Fotos, wie auch Gerüche, Lieder, Orte oder kurz gesagt – all die Dinge, die wir mit Erinnerungen aufladen – lassen uns in bestimmten Situationen nostalgisch werden. Doch wieso schwelgen wir eigentlich so gerne in Erinnerungen? Nun, vielleicht weil sie ein wesentlicher Teil von uns selbst sind und dem, was wir erlebt haben. Je bewusster wir leben, je mehr Abenteuer wir bestreiten und je mehr wir uns mit Menschen umgeben, von denen wir etwas lernen können, desto bunter wird am Ende unser Strauß an Erinnerungen sein. Und von den besonders guten Erinnerungen können wir auch in schweren Momenten zehren. Daher ist die Zeit und was wir aus ihr machen wohl unser kostbarstes Gut.

Und wieso erscheinen uns diese Erinnerungen oftmals so perfekt? Tja, vielleicht ist das einfach ein gekonnter Schachzug unseres Gehirns, das uns so sichergehen lässt, dass wir eine gute Zeit hatten. Vielleicht wissen wir aber auch einfach mit der Zeit, manche Dinge mehr zu schätzen.

Erzähl mir deine Geschichte

Auch die meisten meiner Nostigall-Stücke (Barschränke & Fundstücke) haben eine Menge erlebt und könnten viele Geschichten erzählen. Sie alle haben einige Jahre auf dem Buckel, viele Umzüge hinter sich und klägliche Aufhübschversuche über sich ergehen lassen.

Die Kofferdame Emily hat sogar mehr als eine weite Reise erlebt. Ursprünglich stammt sie aus England, von wo aus sie regelmäßig Europa und sogar Ozeanien bereist hat. Dabei ist sie einmal irrtümlicherweise in Georgien gelandet. Nach einer Tagestour ging es jedoch wieder zurück nach England, wo sie bereits sehnsüchtig erwartet wurde.
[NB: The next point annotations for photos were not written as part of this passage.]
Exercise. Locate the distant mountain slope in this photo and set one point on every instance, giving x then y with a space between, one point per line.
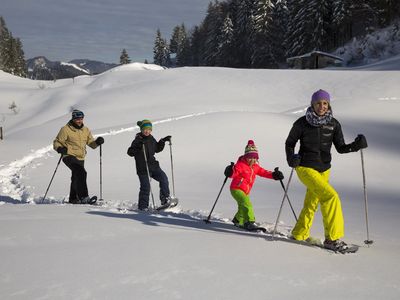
41 68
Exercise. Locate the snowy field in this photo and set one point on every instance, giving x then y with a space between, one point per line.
60 251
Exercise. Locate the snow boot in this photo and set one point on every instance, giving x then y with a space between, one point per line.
336 245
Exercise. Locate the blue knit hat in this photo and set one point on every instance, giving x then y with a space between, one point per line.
77 114
320 95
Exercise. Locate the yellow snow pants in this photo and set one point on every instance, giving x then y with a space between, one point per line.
319 191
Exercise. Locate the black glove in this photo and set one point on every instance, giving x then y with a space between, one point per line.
295 161
99 140
229 170
166 139
62 150
277 175
360 142
131 151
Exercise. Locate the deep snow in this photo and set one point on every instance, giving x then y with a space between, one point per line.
60 251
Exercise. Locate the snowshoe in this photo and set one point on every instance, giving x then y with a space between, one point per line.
339 246
169 203
89 200
251 226
236 223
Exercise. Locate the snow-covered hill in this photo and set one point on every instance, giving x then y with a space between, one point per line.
60 251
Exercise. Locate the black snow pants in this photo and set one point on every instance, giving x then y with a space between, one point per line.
78 189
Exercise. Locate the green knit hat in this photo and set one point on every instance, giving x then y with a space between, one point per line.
144 124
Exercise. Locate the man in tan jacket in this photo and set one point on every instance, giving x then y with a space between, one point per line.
71 143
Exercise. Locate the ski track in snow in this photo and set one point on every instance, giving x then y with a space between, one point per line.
10 176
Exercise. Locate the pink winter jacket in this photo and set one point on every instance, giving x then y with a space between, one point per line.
243 176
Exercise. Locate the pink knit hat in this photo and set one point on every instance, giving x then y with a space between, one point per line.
251 150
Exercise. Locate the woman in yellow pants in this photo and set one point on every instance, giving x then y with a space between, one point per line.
317 131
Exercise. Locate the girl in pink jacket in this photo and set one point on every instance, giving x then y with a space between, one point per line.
243 175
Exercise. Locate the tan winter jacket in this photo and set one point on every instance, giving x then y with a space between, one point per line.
75 140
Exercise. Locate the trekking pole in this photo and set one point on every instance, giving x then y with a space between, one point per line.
148 174
287 196
212 209
367 241
45 194
101 174
172 169
283 200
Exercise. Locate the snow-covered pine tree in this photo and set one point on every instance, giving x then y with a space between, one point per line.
262 54
11 54
212 26
226 44
124 57
196 46
310 28
341 21
161 52
244 10
180 45
277 29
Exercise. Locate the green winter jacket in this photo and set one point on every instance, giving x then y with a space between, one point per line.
75 140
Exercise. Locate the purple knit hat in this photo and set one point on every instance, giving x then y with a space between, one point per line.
320 95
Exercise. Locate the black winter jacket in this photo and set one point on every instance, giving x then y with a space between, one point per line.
152 147
316 143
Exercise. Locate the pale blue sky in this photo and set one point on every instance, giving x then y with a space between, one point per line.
96 29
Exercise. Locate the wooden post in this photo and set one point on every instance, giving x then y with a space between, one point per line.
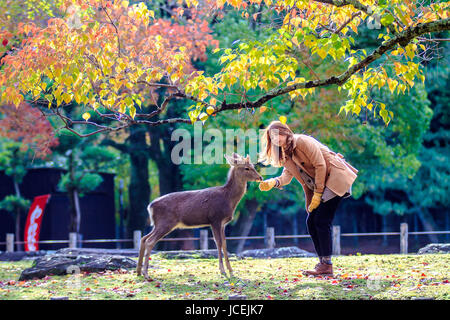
404 238
204 239
336 240
137 235
10 242
270 237
73 239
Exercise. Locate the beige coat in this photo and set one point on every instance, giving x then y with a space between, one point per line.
317 160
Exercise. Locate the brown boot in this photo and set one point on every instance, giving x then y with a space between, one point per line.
321 269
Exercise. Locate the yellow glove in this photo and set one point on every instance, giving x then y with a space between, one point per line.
268 184
315 201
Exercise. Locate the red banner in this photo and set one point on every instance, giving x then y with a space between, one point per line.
33 224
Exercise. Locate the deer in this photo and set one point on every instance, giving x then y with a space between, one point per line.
213 207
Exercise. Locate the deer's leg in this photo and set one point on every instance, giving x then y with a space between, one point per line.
142 253
157 234
218 239
224 249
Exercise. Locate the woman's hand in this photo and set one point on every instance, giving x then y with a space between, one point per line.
315 201
268 184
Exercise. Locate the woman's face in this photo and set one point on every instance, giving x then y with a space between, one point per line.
277 139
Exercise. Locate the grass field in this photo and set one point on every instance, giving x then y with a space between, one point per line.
356 277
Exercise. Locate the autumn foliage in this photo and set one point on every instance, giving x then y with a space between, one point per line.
30 127
111 56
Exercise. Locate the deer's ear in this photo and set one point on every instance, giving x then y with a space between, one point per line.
231 161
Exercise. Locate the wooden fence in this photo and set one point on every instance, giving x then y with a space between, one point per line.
269 238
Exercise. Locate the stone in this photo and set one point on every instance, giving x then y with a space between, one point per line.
284 252
21 255
61 264
435 248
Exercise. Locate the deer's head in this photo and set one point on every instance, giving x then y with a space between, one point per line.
244 168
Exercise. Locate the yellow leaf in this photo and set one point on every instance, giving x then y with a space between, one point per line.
392 84
210 110
322 53
86 116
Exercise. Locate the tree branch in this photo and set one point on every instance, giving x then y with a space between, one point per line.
402 38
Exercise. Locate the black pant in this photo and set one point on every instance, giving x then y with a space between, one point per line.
319 223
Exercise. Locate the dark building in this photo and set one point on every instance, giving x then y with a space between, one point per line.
97 209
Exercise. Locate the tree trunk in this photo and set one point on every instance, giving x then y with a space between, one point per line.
76 199
19 246
245 222
139 188
428 223
170 178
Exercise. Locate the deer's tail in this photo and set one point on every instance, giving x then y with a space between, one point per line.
150 214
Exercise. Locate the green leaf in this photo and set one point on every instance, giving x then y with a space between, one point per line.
387 19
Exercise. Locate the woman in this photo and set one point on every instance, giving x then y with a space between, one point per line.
325 176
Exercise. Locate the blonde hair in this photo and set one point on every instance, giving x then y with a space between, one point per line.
275 155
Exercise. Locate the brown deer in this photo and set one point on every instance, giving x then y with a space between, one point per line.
212 207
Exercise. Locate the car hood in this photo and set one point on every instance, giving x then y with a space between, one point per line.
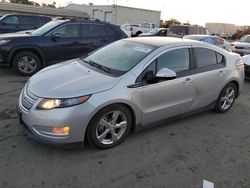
69 79
241 44
13 35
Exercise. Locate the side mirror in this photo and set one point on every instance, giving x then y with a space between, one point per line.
55 37
166 74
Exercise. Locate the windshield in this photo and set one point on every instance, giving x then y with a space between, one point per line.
120 56
45 28
153 31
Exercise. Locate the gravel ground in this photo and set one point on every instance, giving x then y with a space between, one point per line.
180 154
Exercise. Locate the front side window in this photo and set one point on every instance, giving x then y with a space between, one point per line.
176 60
120 56
218 41
69 30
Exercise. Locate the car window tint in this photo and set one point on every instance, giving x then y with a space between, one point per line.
202 31
93 30
205 57
209 40
26 20
70 30
192 30
176 60
10 20
220 58
109 31
45 20
218 41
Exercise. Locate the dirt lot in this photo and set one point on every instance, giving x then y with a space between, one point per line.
181 154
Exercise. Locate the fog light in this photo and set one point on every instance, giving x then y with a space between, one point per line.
61 131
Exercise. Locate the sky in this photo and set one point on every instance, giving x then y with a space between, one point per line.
192 11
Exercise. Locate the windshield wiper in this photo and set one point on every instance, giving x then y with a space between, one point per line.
98 66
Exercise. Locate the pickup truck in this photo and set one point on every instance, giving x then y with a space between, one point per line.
137 29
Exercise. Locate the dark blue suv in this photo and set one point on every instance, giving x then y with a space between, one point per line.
13 22
56 41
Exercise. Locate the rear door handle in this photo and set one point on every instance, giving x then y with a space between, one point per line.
188 81
221 72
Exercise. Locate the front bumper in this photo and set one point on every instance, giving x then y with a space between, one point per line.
247 71
36 122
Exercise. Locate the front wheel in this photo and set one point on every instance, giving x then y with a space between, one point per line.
109 127
26 63
226 98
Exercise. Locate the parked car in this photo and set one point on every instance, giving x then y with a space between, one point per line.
242 46
182 30
222 43
137 29
128 85
246 59
155 32
14 22
55 41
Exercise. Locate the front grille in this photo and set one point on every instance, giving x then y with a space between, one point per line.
239 47
28 99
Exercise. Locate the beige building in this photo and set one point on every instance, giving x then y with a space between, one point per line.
223 28
117 14
12 8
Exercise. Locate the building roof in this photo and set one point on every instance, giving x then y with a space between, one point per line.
30 9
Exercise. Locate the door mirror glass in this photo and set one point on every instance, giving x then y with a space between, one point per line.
166 73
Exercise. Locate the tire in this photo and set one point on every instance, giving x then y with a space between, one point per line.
26 63
226 98
107 128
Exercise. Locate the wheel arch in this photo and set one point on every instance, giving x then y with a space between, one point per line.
130 108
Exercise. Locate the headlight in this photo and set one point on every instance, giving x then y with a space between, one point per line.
4 41
48 104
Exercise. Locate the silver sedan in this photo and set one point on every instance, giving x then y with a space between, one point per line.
128 85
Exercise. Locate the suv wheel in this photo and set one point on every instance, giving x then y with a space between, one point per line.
226 98
109 127
26 63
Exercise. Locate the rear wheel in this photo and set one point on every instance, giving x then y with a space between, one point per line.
109 127
26 63
226 98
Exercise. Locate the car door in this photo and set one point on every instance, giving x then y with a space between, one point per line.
166 98
63 43
210 76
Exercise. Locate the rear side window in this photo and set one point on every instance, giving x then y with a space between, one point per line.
176 60
206 57
94 30
69 30
10 20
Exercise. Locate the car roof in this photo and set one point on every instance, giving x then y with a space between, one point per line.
162 41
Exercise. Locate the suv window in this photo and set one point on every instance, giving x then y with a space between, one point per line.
218 41
176 60
95 30
206 57
146 25
192 30
69 30
10 20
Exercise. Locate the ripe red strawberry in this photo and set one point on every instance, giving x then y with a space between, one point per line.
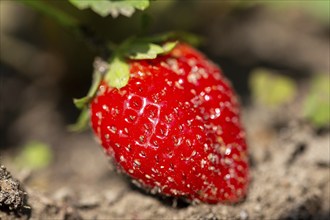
175 128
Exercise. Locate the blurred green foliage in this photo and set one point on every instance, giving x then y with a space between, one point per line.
270 88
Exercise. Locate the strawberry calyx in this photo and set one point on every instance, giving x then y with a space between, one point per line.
116 71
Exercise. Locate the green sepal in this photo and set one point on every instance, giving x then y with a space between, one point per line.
112 7
118 73
142 50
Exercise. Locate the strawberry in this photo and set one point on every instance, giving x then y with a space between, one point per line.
174 127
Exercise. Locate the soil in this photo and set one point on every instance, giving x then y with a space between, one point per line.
289 158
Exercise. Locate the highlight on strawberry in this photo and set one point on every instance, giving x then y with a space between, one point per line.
169 119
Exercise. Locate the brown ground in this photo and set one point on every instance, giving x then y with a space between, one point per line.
289 179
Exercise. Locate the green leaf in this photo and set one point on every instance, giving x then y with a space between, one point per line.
80 103
118 74
34 155
271 89
113 7
316 106
175 35
139 51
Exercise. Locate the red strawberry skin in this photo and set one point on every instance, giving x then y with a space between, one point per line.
175 128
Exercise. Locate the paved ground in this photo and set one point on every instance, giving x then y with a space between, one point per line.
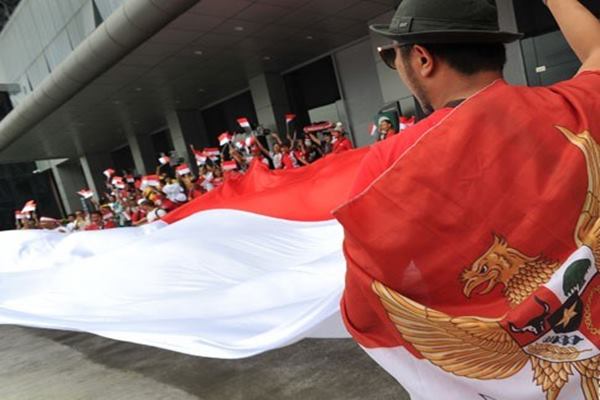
49 365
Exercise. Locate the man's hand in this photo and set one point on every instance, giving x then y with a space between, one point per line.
581 29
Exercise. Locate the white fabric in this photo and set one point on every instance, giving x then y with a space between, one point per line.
221 283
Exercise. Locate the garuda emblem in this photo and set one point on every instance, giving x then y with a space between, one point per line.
557 336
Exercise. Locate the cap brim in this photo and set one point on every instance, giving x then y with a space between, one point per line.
448 36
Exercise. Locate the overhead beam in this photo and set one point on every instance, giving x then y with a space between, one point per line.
127 28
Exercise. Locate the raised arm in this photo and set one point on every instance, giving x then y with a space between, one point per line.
581 29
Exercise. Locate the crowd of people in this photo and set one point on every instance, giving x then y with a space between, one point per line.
133 201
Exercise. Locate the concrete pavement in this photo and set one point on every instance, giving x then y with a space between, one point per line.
49 365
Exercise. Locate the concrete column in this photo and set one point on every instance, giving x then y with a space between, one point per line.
142 151
187 127
93 166
270 101
514 72
69 180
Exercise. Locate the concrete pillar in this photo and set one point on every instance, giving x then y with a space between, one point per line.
142 151
69 180
187 127
270 101
93 166
514 72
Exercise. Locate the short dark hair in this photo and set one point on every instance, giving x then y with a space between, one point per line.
468 58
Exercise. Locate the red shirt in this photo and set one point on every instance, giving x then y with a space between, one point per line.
383 154
341 145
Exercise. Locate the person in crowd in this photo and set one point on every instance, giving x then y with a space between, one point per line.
71 225
97 222
287 159
152 211
325 144
218 178
386 129
175 195
299 154
311 152
340 142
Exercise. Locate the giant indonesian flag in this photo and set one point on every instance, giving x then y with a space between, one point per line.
252 266
476 275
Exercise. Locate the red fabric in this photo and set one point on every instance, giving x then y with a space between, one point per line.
302 194
383 154
341 145
477 173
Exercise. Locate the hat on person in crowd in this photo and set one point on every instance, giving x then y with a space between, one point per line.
384 119
443 21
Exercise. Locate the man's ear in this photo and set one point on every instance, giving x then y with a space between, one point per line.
424 62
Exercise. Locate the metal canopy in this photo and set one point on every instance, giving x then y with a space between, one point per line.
202 56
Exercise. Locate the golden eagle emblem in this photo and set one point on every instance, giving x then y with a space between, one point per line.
482 348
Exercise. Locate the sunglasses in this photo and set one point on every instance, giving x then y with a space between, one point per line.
388 53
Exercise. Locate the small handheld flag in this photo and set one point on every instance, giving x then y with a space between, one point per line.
212 152
244 123
373 129
406 122
86 193
118 182
229 165
200 157
225 138
150 180
289 118
183 169
30 206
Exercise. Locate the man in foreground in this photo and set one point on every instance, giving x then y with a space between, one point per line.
471 238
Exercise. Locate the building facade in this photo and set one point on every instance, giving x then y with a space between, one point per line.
92 84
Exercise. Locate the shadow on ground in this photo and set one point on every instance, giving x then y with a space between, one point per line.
309 370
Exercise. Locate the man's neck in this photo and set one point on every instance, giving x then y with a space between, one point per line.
458 87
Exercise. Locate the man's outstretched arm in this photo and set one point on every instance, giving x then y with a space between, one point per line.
581 29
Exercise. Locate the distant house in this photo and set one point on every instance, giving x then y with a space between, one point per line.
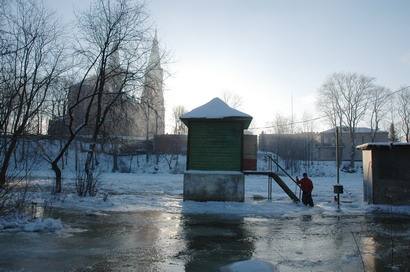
318 146
130 117
325 149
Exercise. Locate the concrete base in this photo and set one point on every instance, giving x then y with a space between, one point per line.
214 186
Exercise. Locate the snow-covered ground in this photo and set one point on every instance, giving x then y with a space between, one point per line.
157 184
158 189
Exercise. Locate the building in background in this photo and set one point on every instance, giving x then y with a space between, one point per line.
130 117
312 146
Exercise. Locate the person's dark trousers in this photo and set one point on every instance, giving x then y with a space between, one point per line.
307 199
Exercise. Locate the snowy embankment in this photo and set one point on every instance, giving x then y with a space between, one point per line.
155 189
23 223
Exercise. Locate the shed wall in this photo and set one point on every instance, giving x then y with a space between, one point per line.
215 145
391 176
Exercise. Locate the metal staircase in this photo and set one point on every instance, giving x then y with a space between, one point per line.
277 179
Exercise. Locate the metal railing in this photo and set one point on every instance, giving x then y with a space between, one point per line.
269 156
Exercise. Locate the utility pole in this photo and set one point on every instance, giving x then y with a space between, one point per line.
337 189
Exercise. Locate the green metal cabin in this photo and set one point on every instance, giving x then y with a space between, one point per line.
215 137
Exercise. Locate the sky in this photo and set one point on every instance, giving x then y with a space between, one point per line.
271 53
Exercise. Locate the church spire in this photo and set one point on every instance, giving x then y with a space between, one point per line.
155 58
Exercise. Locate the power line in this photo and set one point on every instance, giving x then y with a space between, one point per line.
318 117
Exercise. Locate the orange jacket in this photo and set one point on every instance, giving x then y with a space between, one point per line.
306 185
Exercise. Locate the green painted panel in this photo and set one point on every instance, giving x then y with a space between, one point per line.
215 145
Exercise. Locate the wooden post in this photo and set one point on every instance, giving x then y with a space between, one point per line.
337 165
269 177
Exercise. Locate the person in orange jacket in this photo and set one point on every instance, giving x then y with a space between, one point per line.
307 187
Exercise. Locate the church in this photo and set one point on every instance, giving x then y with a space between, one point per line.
130 117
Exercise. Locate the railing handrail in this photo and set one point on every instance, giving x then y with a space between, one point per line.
281 168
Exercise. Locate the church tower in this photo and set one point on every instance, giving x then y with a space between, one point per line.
152 97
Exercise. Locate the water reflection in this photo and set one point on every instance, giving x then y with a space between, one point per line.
213 241
386 246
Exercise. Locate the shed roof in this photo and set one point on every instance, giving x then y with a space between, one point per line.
216 109
385 146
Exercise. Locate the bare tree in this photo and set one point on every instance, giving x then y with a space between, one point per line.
344 98
179 127
379 99
403 111
29 65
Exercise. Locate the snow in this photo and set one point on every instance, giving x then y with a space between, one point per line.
215 109
213 172
156 187
26 224
249 265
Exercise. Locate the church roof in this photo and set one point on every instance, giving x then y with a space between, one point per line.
216 109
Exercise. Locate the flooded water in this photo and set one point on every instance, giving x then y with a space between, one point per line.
160 241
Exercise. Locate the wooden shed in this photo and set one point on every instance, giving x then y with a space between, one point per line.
386 173
215 152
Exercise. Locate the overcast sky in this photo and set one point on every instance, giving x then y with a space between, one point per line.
268 51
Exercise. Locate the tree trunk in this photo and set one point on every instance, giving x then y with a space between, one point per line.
57 172
6 160
352 150
114 159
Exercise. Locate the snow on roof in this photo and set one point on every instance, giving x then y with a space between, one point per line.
383 145
215 109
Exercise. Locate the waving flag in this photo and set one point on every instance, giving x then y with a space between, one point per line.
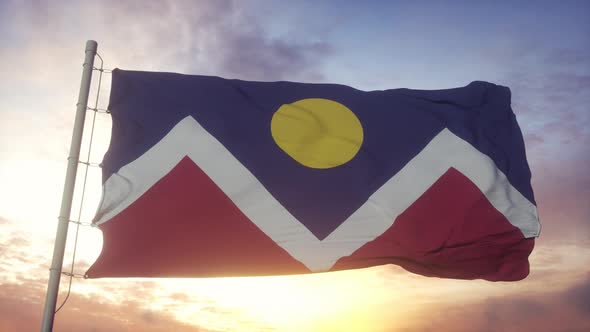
214 177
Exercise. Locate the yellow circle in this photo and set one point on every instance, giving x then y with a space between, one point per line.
317 133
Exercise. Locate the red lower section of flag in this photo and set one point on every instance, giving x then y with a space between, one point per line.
185 226
452 231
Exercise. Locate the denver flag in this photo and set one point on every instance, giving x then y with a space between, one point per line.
214 177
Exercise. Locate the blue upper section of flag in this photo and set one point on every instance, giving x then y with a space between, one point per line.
397 125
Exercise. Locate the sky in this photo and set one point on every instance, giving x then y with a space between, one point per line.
540 49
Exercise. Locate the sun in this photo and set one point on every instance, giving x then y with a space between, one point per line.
317 133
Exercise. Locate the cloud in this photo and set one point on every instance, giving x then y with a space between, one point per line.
566 310
21 308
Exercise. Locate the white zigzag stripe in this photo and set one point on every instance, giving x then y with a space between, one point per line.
372 219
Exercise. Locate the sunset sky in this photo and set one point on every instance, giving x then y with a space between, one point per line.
540 49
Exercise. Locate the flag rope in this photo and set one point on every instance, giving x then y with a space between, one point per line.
88 164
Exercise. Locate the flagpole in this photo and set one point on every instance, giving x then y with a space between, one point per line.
66 201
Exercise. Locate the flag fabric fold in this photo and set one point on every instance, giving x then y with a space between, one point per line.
208 177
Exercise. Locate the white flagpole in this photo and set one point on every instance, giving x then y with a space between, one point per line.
66 201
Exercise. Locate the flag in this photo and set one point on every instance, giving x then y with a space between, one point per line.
207 176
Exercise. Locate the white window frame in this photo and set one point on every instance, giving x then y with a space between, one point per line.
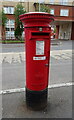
64 2
64 12
51 1
8 9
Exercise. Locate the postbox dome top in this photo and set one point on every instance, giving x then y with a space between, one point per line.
36 18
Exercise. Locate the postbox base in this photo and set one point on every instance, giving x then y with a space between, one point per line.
36 100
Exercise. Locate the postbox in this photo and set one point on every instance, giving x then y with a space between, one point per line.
37 39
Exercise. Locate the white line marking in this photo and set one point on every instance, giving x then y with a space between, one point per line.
16 90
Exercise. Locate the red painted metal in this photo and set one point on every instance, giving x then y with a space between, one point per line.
37 71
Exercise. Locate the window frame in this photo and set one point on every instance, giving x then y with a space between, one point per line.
9 9
62 12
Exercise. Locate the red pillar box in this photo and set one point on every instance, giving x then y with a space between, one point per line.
37 36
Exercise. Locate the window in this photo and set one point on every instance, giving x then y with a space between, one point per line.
41 1
10 29
64 2
52 11
64 12
51 1
9 10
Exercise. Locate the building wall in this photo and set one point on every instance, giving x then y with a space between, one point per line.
65 31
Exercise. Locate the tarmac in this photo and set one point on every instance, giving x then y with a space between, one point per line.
59 103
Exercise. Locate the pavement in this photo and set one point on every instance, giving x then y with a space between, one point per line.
59 87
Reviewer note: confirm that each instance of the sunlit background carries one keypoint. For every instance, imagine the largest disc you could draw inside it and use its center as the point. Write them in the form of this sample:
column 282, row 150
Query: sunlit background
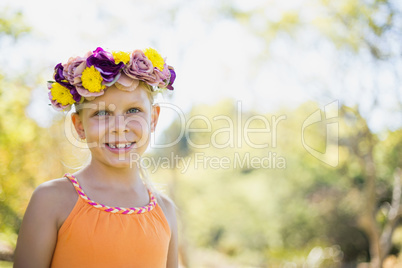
column 337, row 207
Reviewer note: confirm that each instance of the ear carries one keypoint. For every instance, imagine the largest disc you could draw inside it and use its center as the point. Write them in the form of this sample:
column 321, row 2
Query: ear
column 77, row 122
column 155, row 116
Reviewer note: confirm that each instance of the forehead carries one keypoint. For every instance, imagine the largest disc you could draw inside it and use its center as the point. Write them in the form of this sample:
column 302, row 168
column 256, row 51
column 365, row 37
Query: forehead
column 119, row 97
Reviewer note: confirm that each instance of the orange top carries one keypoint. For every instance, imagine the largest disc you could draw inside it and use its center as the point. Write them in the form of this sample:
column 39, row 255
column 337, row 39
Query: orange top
column 95, row 235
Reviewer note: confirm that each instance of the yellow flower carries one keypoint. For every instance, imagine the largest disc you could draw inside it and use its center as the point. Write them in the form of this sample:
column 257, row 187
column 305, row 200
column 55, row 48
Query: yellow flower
column 155, row 58
column 120, row 56
column 61, row 94
column 92, row 79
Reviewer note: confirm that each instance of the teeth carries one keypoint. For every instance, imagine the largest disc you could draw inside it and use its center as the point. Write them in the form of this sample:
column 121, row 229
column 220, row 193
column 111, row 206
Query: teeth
column 120, row 145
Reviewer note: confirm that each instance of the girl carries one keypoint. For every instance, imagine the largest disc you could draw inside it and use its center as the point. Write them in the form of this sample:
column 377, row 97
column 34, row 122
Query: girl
column 107, row 214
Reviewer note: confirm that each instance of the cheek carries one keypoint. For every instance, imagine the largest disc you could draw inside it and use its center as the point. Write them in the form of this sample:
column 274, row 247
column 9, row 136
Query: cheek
column 95, row 129
column 139, row 124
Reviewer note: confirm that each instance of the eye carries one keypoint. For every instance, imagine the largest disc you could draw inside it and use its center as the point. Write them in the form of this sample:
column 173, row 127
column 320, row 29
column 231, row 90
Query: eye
column 101, row 113
column 133, row 110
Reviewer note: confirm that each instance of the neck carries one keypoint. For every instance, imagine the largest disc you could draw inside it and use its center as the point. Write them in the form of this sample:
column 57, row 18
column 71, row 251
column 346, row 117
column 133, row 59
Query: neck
column 104, row 174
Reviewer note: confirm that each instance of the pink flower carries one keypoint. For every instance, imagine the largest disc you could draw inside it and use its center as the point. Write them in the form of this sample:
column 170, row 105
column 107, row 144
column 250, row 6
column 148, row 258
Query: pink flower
column 74, row 68
column 126, row 83
column 163, row 76
column 141, row 68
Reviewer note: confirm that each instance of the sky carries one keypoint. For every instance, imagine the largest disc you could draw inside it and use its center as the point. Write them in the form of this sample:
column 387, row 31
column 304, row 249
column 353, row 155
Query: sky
column 214, row 56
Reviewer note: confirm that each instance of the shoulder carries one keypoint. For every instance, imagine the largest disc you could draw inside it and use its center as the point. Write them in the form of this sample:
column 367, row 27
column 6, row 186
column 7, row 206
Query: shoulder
column 38, row 232
column 55, row 197
column 169, row 208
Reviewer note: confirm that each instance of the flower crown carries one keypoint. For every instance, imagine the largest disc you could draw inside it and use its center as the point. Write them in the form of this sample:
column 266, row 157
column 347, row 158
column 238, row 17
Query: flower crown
column 88, row 77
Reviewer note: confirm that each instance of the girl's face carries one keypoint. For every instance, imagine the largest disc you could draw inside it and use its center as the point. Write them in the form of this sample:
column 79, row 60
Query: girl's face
column 117, row 125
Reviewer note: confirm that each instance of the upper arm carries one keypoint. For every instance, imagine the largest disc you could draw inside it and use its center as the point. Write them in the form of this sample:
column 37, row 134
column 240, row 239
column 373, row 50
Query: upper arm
column 173, row 259
column 38, row 233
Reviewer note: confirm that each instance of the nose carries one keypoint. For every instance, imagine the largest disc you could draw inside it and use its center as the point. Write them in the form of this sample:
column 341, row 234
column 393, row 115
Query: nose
column 118, row 124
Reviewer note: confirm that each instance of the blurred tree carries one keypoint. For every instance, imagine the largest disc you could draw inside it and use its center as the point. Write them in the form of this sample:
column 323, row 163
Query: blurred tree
column 358, row 29
column 265, row 215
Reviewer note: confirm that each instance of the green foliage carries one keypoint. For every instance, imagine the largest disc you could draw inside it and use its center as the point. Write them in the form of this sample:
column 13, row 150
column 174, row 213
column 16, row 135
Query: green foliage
column 265, row 216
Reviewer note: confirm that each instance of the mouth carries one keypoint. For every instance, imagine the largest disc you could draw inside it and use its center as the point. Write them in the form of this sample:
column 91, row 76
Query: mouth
column 120, row 146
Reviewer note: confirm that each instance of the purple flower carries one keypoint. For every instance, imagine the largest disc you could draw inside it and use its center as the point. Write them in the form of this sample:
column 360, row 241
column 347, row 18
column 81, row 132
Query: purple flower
column 73, row 69
column 141, row 68
column 172, row 78
column 104, row 63
column 58, row 73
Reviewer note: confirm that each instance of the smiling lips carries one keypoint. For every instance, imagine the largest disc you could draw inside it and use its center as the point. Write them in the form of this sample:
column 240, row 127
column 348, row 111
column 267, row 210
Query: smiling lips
column 119, row 145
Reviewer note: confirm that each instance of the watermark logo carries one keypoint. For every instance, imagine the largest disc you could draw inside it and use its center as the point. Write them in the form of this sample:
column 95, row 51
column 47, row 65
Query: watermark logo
column 331, row 154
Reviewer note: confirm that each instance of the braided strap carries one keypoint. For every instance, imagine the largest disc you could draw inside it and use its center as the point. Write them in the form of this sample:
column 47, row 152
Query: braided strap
column 116, row 210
Irgendwann aber hörten die Reisen auf und Emily verbrachte viele Jahre auf einem dunklen Dachboden. Als sie schon dachte, sie würde den Rest ihres Lebens dort verbringen, kletterte eine junge Dame die Leiter hinauf und fand einen wunderschönen türkisfarbenen Koffer. Die junge Dame hieß Olivia und war die Enkelin von Emilys ehemaliger Begleiterin. Es stellte sich heraus, dass Olivia genauso gern reiste wie ihre Großmutter. Somit ging es für Emily vom dunklen Dachboden in die Sommerhitze Italiens, zu den Lavendelfeldern in Frankreich, zu griechischen Göttern und schließlich nach Deutschland. Hier lernte Olivia ihren Mann kennen und blieb seinetwegen. Viele Jahre später zog es Olivia jedoch zurück nach England und sie beschloss, schweren Herzens, Emily zu verkaufen. So fand ich Emily und nahm mich ihrer an.

Nostalgie bei Nostigall

Für weitere Reisen ist Emily inzwischen etwas zu alt. Aber nach wie vor erzählt sie gerne ihre Geschichten von fernen Reisen. Nur ein Blick auf die Koffer-Dame verrät, dass sie eine Menge von der Welt gesehen hat… So steht Emily stellvertretend für all die Möbelstücke, die eine erlebnisreiche Vergangenheit haben und uns bei ihrem Anblick vielleicht auch etwas nostalgisch werden lassen.